More Subversive than Mapplethorpe

The Sidney Janis Gallery on West 57th Street in Manhattan has hosted--till February 1st--the work of a major American photographer, Duane Michals. The exhibit, based on Michael's 21st book, "Salute, Walt Whitman," has just been issued in book form by Twin Palms Publishers. To those who try to compare the importance of Michal's work with that of Robert Mapplethorpe, the photographer replies, "I'm actually much more subversive than Mapplethorpe ever was because I'm not threatening. He simply reconfirmed Pat Robertson's idea of what homosexuality is about. I always say that homosexuality is just like heterosexuality except it's different."

Michals recounts how he came upon the photographic scene in the early 1960's when, to be a photographer, meant to be Edward Weston, Dorthea Lange, or Cartier-Bresson. Then, he explains, Diane Arbus appeared with shock gimmicks by focusing on "freaks" a concept or word which, in itself, Michals rejects. Then there came Larry Clark showing drug-addicted children, and Joel-Peter Witkin, the decapitator and Robert Mapplethorpe with whips in inappropriate orifices. Presently, there's Andres Serrano "peeing on everything," and Nan Golden, being beaten. Somehow, says 65-year old Michals, they're viewed as being honest, but to him they're little more than eternal voyeurs giving peeks into life's pits. Michals has lived quietly for 37 years with his male companion, an architect.

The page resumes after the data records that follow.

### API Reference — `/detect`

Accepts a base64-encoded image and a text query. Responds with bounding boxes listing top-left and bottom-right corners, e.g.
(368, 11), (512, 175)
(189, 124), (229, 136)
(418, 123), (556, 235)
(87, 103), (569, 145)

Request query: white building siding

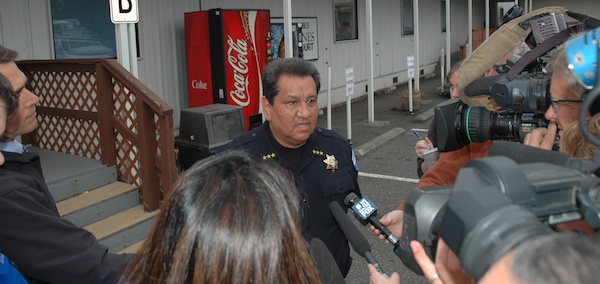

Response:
(0, 0), (600, 128)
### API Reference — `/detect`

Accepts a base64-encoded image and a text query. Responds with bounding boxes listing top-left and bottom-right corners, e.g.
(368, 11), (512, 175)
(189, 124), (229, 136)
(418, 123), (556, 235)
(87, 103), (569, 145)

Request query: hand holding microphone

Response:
(329, 201), (387, 276)
(344, 192), (398, 246)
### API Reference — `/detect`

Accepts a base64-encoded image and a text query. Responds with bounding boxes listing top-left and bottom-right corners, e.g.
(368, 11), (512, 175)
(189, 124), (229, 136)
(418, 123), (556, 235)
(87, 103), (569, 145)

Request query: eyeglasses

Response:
(550, 99), (583, 112)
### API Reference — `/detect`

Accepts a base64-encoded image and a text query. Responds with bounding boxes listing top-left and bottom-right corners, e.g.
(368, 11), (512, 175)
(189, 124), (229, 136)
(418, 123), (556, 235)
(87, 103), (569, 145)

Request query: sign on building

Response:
(110, 0), (140, 24)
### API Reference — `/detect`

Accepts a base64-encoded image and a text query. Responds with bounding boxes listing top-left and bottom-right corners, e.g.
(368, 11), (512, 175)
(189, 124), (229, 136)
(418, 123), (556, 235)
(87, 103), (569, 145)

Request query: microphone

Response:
(344, 192), (398, 246)
(465, 75), (506, 97)
(308, 238), (346, 284)
(329, 201), (388, 276)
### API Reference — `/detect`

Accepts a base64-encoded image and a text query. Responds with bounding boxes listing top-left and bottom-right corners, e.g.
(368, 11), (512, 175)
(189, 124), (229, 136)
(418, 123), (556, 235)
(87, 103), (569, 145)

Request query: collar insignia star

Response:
(262, 153), (275, 160)
(323, 155), (338, 172)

"Duane is a romantic in a period when that is very hard for some people to digest," says Arthur Ollman, director of the Museum of Photographic Arts in San Diego. "He is sweet when bitterness looks hipper. He flies in the face of a modernism that judges artists by the elegance of their alienation."

Aristocracy and Same-Sex Love

South, a play by Julian Green, presently enjoys its delayed American premiere at Manhattan's At Here Theatre, 145 Avenue of the Americas. A Paris-based American playwright, now 96, Green saw his 1955 creation uproariously censored, being denied space on puritanical London stages in that year. By present day standards, South is tame, though its production by Target Margin, a New York theatrical company, has turned its mix of ante-bellum aristocracy and homosexuality into a popular outing event.

Though the play's homosexuality is hardly noticeable--it is nearly a riddle--its mere mention in 1955 was sufficient to put British censors on edge. Its unhappy hero, a Polish officer, falls for a youthful hunk. He is so given to being proper, however, that he speaks in oblique terms. Asked why he feels he can no longer go on living, he illuminates the sad dilemmas of 1950's gay romantics: "Because the person I love can't love me," he replies.

Patti Smith -- Singer-Poet -- Also Draws

Manhattan's Robert Miller Gallery plays host through February 8th to Works on Paper Over the Years by Patti Smith, the innovative rock singer and lyricist known in part for having roomed with Robert Mapplethorpe and for her singing in Central Park at the 1977 Gay Pride celebration in New York.

Some of Ms. Smith's bolder works are reminiscent of the well-known Mapplethorpe "X-Portfolio" that set off alarm bells and gave impetus to censorship in 1989.

Smith's works are primarily products of the 1960's and 1970's when she lived as a vicarious or wanna-be student, longing for the wisdom of Pratt Institute grads. She learned through roommate Mapplethorpe (who actually attended Pratt) certain secrets about drawing. As with her music, critics cite Smith for accomplished offbeat draftsmanship, as well as a "jittery, energetic, and highly expressive line whose imagery can border on the manic." Grace Glueck believes Smith is best when she's "just noodling around," though Glueck admits that the singer's exhibit is, "all in all...one of the season's more spirited drawing shows."